Comme en 2010, les royalistes thaïlandais mobilisés au nom de la «stabilité»
L’activisme de la jeunesse qui a encore manifesté samedi dans plusieurs endroits de Bangkok inquiète une grande partie de l’élite, mais aussi de la population. Le fait de remettre en cause la monarchie, et d’exiger de la transparence de la part du roi, reste considéré par beaucoup de thaïlandais comme un crime de lèse majesté en soi. Pourquoi ? Essayons de comprendre avant de juger…
Dans la vision normative thaïlandaise du monde, le royalisme et le nationalisme sont si étroitement liés que quiconque n’est pas royaliste avec enthousiasme doit aussi être « non thaï ». A l’époque où le mouvement pro-Thaksin était puissant, les Chemises rouges étaient ainsi considérées comme des « autres » – des ennemis extérieurs à écraser.
N’oublions pas qu’environ 90 membres du mouvement ont été tués lors des opérations militaires visant à disperser leur protestation en 2010. Beaucoup d’entre eux ont succombé à une seule balle de sniper dans la tête – avec peu de protestations de la part des thaïlandais.
En 2014, des manifestants royal-nationalistes se sont mobilisés contre le gouvernement élu de Yingluck Shinawatra. Le jaune royaliste des mouvements précédents avait alors été remplacé par le tricolore nationaliste rouge, blanc et bleu, qui ornait les chemises, les drapeaux et l’attirail de protestation. Le mouvement était à nouveau soutenu par une partie similaire de la société.
Des divisions profondes
Les royalistes thaïlandais, pour qui tout est lié – nation, armée, monarchie – voient aussi d’un mauvais œil toute interférence étrangère supposée. L’un de leurs arguments, ces jours ci, est de considérer avec suspicion une partie de la jeunesse mobilisée, l’accusant d’être avant tout composée d’étudiants issus de familles d’origine chinoise.
A nouveau, le conflit entre Thaïs et non-Thaïs refait surface. Hier, les royalistes dénonçaient les «chemises rouges» qui recrutaient selon eux les pauvres de l’isan (le nord est du royaume). Aujourd’hui, ils dénoncent la classe moyenne de Bangkok, majoritairement sino-thaie.

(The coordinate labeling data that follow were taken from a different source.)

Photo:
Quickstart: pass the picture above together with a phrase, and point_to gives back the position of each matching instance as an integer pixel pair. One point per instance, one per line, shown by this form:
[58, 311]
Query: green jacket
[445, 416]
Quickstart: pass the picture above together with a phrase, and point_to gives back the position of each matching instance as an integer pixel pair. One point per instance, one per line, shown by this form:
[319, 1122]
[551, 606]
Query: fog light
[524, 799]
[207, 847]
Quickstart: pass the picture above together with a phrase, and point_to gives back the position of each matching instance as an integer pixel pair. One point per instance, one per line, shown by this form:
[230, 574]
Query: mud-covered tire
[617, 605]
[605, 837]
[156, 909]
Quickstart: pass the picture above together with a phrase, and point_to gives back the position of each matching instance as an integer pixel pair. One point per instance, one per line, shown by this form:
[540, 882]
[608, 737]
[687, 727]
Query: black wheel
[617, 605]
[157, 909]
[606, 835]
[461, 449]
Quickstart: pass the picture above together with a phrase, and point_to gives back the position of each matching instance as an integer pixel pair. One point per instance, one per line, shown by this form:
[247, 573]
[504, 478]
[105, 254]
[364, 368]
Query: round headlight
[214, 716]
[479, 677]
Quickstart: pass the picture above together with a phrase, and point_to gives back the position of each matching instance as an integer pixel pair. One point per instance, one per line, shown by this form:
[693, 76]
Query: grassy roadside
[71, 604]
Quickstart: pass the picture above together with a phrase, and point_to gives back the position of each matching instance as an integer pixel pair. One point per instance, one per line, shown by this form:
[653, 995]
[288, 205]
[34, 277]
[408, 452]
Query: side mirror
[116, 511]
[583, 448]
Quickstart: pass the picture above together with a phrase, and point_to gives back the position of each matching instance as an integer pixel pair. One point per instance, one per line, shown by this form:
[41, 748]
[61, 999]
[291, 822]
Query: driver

Leur obsession est de protéger ce qu’ils estiment être la clef de voute du système et la garantie de stabilité dans un pays gangrené par la corruption et où la violence sociale peut rapidement s’installer: la monarchie, garante selon eux de l’indépendance du pays depuis des siècles.
La France et le Japon dans la ligne de mire
Comme à chaque fois, les thaïlandais vivant à l’étranger sont mis à contribution par cette frange royaliste de la population. On leur demande de dénoncer les exilés considérés comme anti-monarchistes, en particulier ceux installés en France et au Japon. La France, parce qu’elle a toujours été perçue comme un creuset «révolutionnaire». Le Japon, parce qu’il fut le pays du dernier exil du Maréchal Pibulsongkram, l’homme qui renversa la monarchie absolue en 1932.
La rhétorique de certains ultra-royalistes est très violente. Un homme a mis en ligne des photos criblées de balles d’un célèbre dissident anti-monarchiste, Aum Neko, en exil en France. Un groupe royaliste de chasse aux sorcières de longue date, « Organisation de collecte des ordures », a lancé des appels pour que Aum soit traquée. Le nom du groupe implique que ceux qui ne respectent pas la monarchie sont des « ordures » dont il faut « se débarrasser ».
Le conflit politique de ces dix dernières années en Thaïlande a déchiré des communautés, des amitiés et même des familles. Les vieilles rancunes ne sont pas vite oubliées, en particulier contre ceux dont on pense qu’ils nourrissent des sentiments négatifs à l’égard de la monarchie.